Now I can call the number some more and hang up quickly, but if the other side picks up, the crash happens.


Sometimes I don't get a second chance and it crashes immediately, like this:

   -- Executing [+310@voipgrid_out:1] Dial("Local/+310@world_out-0efe;2", "SIP/+310@126680007") in new stack
 == Using SIP RTP CoS mark 5
 == Using UDPTL CoS mark 5
   -- Called +310@126680007
   -- Called +310@world_out
   -- Local/ID2@osvpi_route_fixeddestination-8a76;1 is ringing
   -- Local/+311@osvpi_world-5a84;1 is ringing
   -- SIP/126680007-0000000f answered Local/+310@world_out-0efe;2
   -- Local/+310@world_out-0efe;1 answered Local/ID2@osvpi_route_fixeddestination-8a76;2
   -- Local/ID2@osvpi_route_fixeddestination-8a76;1 stopped sounds
   -- Local/+311@osvpi_world-5a84;1 stopped sounds
   -- Local/ID2@osvpi_route_fixeddestination-8a76;1 answered Local/+311@osvpi_world-5a84;2
   -- Local/+311@osvpi_world-5a84;1 answered SIP/126680002-0000000e
WARNING: Freeing unused memory at 0x153b808, in __ast_module_user_remove of loader.c, line 222
 == Spawn extension (osvpi_world_real_call, +310, 3) exited non-zero on 'Local/ID2@osvpi_route_fixeddestination-8a76;2'
WARNING: Freeing unused memory at 0x153ab48, in local_pvt_destroy of chan_local.c, line 240
Segmentation fault

By: Alec Davis (alecdavis) 2010-09-28 06:48:56

this may be a local channel masquerade problem.
try the '/n' option like:

Dial(Local/1234@context/n)

By: Walter Doekes (wdoekes) 2010-09-28 09:25:31

Wow. Indeed. I've replaced all occurrences of the Local Dial and I haven't succeeded in crashing it yet.

Thanks!

My cdr's still look the same and my ${__variables} work too. What's the catch?

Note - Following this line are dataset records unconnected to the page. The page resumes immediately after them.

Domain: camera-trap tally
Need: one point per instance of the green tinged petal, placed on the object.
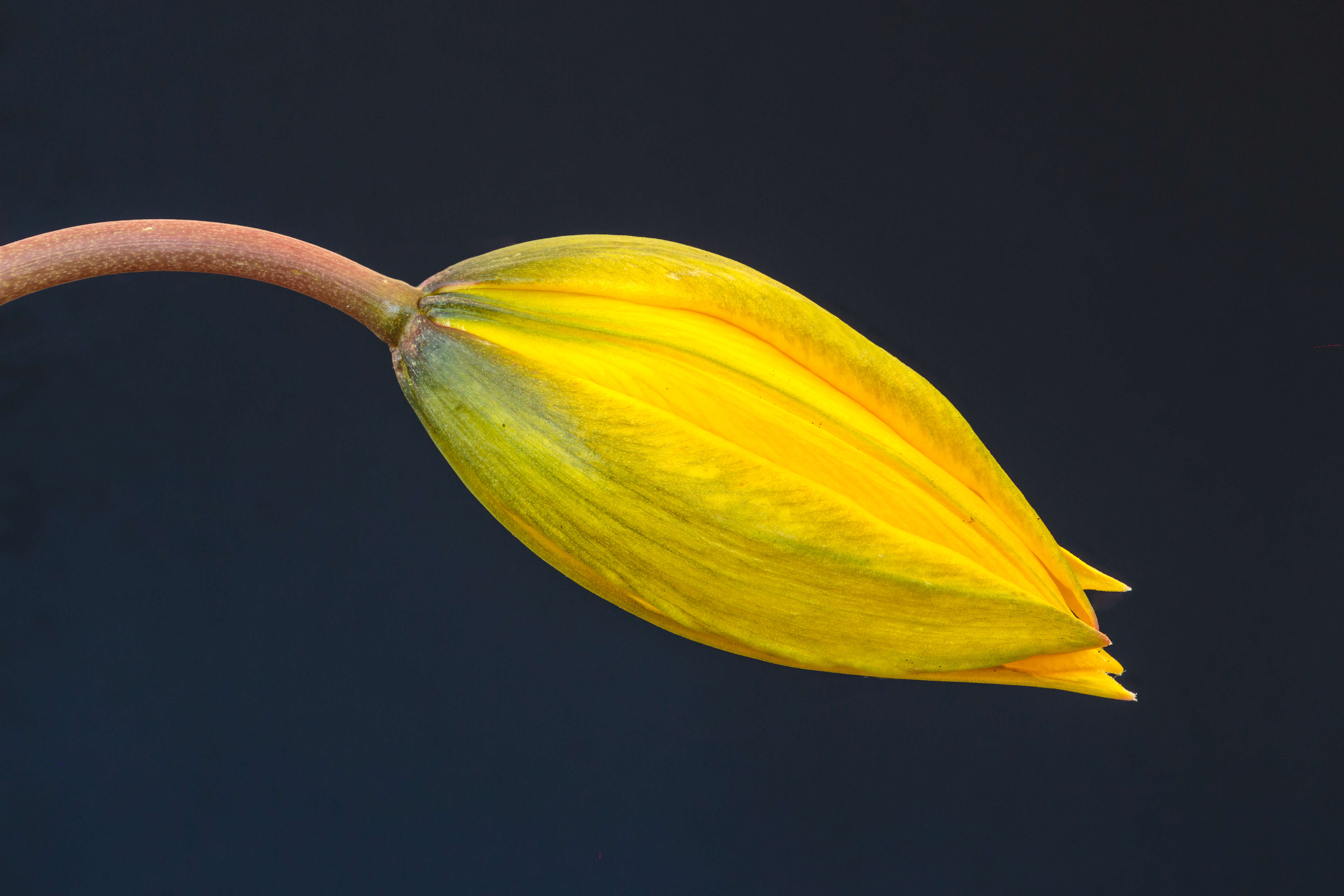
(720, 456)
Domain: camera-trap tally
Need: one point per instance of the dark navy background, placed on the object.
(257, 639)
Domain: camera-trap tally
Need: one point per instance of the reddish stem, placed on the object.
(380, 303)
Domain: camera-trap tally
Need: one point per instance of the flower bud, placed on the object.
(720, 456)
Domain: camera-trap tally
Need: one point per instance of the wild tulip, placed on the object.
(694, 443)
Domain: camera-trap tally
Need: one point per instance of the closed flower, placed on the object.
(720, 456)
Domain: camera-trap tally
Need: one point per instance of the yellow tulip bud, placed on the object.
(720, 456)
(694, 443)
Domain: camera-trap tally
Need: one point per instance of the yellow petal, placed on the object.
(1090, 578)
(652, 272)
(686, 527)
(713, 452)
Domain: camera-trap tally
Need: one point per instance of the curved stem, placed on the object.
(380, 303)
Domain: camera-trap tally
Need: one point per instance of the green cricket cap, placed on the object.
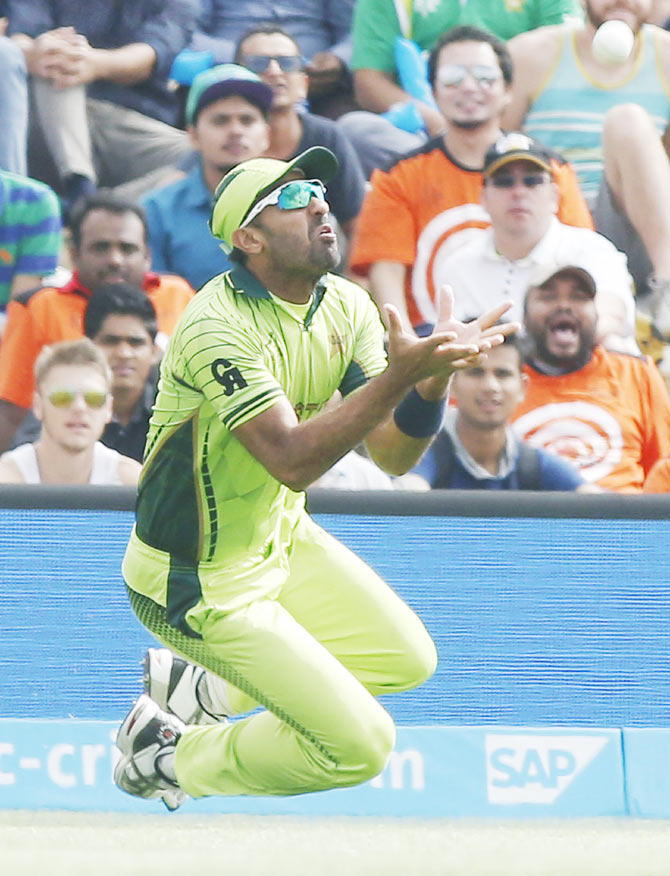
(250, 180)
(226, 80)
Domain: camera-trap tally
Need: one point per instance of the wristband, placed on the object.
(417, 417)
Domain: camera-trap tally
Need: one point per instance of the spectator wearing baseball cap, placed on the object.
(496, 263)
(607, 412)
(226, 119)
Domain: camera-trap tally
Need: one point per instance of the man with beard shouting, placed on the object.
(607, 412)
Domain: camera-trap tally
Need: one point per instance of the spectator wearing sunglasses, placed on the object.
(495, 263)
(73, 402)
(321, 29)
(121, 320)
(611, 119)
(378, 83)
(427, 203)
(226, 119)
(275, 56)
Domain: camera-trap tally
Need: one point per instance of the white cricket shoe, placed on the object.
(179, 687)
(147, 735)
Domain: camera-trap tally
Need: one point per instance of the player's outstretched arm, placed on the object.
(298, 453)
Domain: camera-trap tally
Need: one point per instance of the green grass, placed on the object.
(90, 844)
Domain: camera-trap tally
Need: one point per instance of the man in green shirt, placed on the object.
(380, 83)
(274, 372)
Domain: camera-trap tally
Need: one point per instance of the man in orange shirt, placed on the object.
(607, 412)
(109, 245)
(412, 213)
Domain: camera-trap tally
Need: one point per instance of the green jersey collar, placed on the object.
(245, 282)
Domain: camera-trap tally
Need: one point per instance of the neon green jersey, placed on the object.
(237, 350)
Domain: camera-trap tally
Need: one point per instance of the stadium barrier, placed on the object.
(549, 613)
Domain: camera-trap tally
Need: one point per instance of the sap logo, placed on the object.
(535, 769)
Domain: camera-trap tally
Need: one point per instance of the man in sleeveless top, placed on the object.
(74, 402)
(611, 122)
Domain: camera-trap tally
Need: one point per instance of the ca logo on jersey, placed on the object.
(228, 376)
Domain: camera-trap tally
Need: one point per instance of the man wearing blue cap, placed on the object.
(226, 119)
(276, 370)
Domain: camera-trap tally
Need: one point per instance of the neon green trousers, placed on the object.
(314, 654)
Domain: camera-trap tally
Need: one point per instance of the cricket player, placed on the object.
(276, 369)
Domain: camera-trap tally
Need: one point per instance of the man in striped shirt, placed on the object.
(30, 239)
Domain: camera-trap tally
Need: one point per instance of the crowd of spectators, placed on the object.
(483, 145)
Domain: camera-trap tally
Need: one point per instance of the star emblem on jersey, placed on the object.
(336, 345)
(226, 374)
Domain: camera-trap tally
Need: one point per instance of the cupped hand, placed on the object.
(484, 332)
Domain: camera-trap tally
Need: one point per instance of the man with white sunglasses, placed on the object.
(278, 368)
(73, 401)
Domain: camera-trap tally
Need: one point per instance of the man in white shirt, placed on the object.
(495, 263)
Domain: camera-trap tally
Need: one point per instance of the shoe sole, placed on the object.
(135, 721)
(143, 711)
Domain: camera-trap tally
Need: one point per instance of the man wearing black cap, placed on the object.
(226, 118)
(275, 373)
(496, 263)
(607, 412)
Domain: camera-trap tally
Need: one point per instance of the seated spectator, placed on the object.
(378, 85)
(99, 76)
(476, 449)
(73, 402)
(109, 245)
(607, 412)
(495, 263)
(268, 50)
(13, 100)
(226, 118)
(30, 234)
(121, 320)
(321, 29)
(612, 121)
(416, 213)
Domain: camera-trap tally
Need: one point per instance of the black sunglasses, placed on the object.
(260, 63)
(506, 181)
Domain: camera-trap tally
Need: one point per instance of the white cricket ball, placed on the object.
(613, 42)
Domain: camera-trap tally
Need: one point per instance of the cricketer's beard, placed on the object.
(541, 355)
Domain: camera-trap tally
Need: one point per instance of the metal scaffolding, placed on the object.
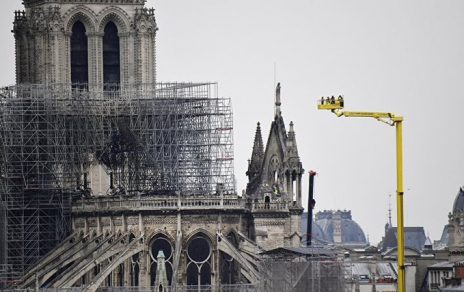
(303, 274)
(169, 139)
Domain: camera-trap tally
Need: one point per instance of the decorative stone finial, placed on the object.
(278, 103)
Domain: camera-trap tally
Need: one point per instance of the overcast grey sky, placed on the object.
(406, 57)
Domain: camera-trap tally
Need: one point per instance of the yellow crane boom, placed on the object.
(336, 106)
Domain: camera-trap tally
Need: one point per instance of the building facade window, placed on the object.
(111, 56)
(79, 55)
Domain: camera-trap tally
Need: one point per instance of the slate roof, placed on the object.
(323, 230)
(414, 237)
(458, 206)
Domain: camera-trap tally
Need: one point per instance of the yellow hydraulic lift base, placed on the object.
(336, 105)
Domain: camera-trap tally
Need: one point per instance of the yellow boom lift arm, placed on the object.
(336, 106)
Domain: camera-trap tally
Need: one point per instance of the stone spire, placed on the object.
(277, 103)
(291, 142)
(161, 283)
(254, 165)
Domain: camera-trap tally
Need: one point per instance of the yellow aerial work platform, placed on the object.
(330, 103)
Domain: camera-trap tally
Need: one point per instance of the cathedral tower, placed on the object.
(274, 185)
(90, 42)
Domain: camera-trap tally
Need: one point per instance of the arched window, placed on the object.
(199, 253)
(79, 55)
(111, 63)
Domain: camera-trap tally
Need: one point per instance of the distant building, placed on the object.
(335, 227)
(414, 237)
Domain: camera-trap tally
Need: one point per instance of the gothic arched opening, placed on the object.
(161, 243)
(79, 55)
(229, 267)
(199, 254)
(111, 59)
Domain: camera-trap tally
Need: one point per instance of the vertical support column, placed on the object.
(123, 58)
(95, 59)
(143, 269)
(298, 190)
(399, 197)
(288, 177)
(67, 58)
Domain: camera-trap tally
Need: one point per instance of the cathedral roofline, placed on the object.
(32, 3)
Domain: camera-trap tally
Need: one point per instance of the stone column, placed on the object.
(144, 280)
(95, 60)
(288, 177)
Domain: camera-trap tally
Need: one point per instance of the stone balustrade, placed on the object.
(161, 203)
(102, 204)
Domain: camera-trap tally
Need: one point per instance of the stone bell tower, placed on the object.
(90, 42)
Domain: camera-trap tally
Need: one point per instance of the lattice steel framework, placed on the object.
(172, 138)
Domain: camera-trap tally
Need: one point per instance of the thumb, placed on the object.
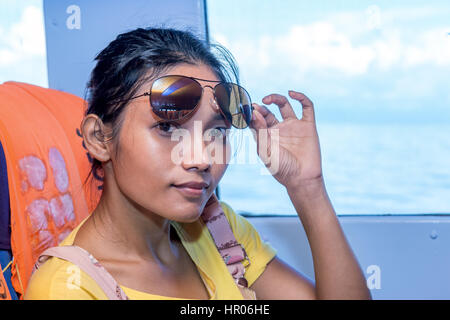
(259, 130)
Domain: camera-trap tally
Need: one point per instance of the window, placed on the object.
(379, 76)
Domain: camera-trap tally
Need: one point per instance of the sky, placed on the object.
(359, 61)
(22, 42)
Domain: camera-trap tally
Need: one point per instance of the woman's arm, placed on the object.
(296, 150)
(337, 272)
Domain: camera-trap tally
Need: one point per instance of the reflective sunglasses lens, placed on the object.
(174, 97)
(235, 103)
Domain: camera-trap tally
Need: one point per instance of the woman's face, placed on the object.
(150, 165)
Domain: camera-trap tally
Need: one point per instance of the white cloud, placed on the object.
(350, 43)
(24, 39)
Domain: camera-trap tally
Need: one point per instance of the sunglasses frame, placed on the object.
(149, 93)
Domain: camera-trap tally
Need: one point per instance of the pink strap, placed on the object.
(232, 252)
(86, 262)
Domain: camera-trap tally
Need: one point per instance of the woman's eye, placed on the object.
(166, 127)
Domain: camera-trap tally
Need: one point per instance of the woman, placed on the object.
(146, 230)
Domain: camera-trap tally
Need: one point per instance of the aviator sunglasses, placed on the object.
(176, 97)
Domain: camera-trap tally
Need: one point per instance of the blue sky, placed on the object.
(359, 61)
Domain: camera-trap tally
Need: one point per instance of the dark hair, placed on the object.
(138, 56)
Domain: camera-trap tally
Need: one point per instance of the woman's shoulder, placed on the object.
(58, 279)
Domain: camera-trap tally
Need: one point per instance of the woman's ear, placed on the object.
(95, 136)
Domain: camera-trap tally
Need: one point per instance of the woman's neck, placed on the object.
(121, 229)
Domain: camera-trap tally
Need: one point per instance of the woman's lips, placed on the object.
(192, 188)
(191, 191)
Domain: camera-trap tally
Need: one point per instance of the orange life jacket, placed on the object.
(46, 165)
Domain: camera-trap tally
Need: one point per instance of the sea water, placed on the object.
(368, 169)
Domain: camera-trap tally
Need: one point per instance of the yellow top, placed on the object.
(59, 279)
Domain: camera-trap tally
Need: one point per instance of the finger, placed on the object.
(271, 120)
(258, 121)
(283, 103)
(259, 126)
(307, 105)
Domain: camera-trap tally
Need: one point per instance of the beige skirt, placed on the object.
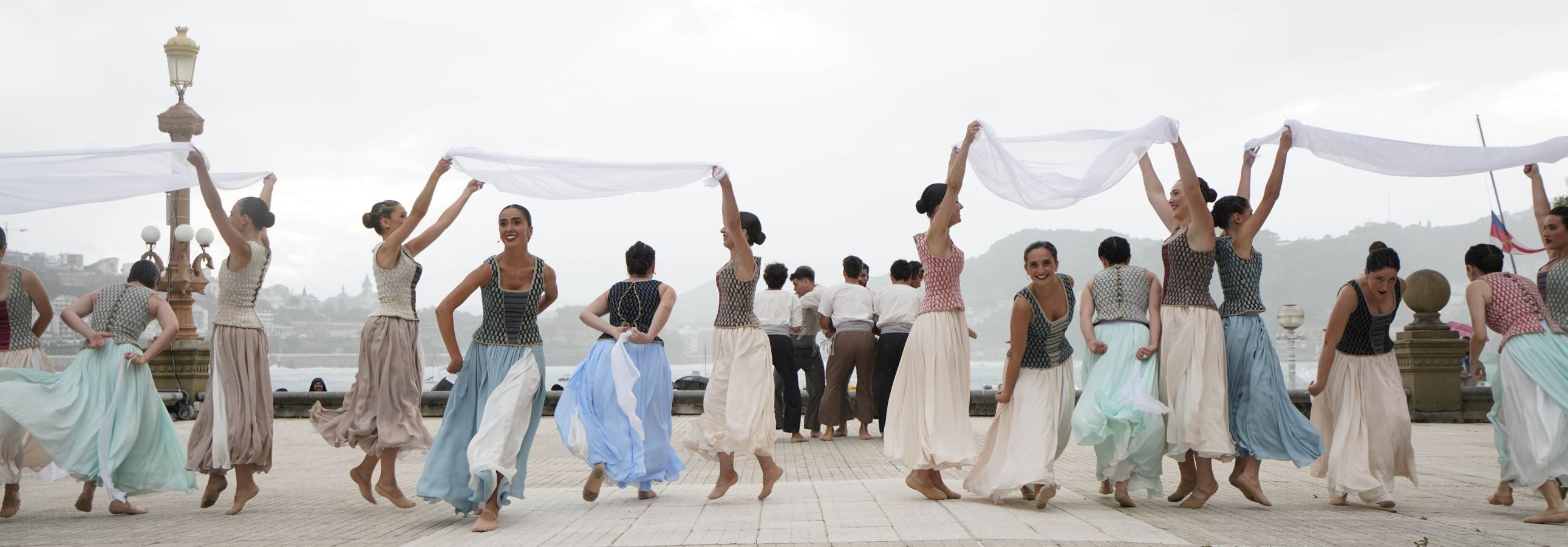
(737, 407)
(1194, 383)
(381, 410)
(1365, 425)
(18, 449)
(239, 405)
(929, 404)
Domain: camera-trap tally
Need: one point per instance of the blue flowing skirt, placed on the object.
(1264, 422)
(596, 428)
(486, 430)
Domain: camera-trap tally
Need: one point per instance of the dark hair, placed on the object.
(527, 217)
(1485, 258)
(1380, 256)
(256, 209)
(145, 274)
(853, 267)
(1116, 250)
(639, 259)
(1228, 207)
(1040, 245)
(380, 210)
(901, 270)
(930, 198)
(753, 228)
(774, 275)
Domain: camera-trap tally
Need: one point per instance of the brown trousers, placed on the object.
(853, 351)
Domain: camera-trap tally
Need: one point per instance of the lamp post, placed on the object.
(1291, 318)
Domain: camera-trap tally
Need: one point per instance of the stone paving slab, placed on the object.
(839, 493)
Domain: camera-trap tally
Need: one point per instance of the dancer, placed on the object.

By: David Woolley (davidw) 2010-09-28 09:58:54

The catch is that you have an extra layer of relaying the RTP packets and there is no possibility of an external bridge.

By: Leif Madsen (lmadsen) 2010-09-28 11:07:35

We should probably still handle this a bit more gracefully than crashing :)

By: Alec Davis (alecdavis) 2010-09-28 15:27:34

https://reviewboard.asterisk.org/r/387/
R222761 was the commit.

Did not make it into 1.6.2

By: Leif Madsen (lmadsen) 2010-09-30 14:30:33

Can you re-test with a revision that is new enough to include Alec Davis' fix?

By: Alec Davis (alecdavis) 2010-09-30 18:10:56

I believe this is fixed in 1.8 and trunk, see ASTERISK-1755801

You are going to need to try 1.8 or trunk though.

By: Walter Doekes (wdoekes) 2010-10-11 08:02:37

Bah. I tried really hard to reproduce the circumstances under which I got it to crash, but I did not succeed in crashing 1.6.2.x today.

So testing whether 1.8 crashed wouldn't have made any sense. I'll try some more in due time.

By: Leif Madsen (lmadsen) 2011-02-08 13:16:38.000-0600

I'm going to close this issue for now as the reporter wasn't able to reproduce. If you're able to reproduce this then please feel free to open a new issue with additional information (it's easier to triage a new issue that hasn't already been imported).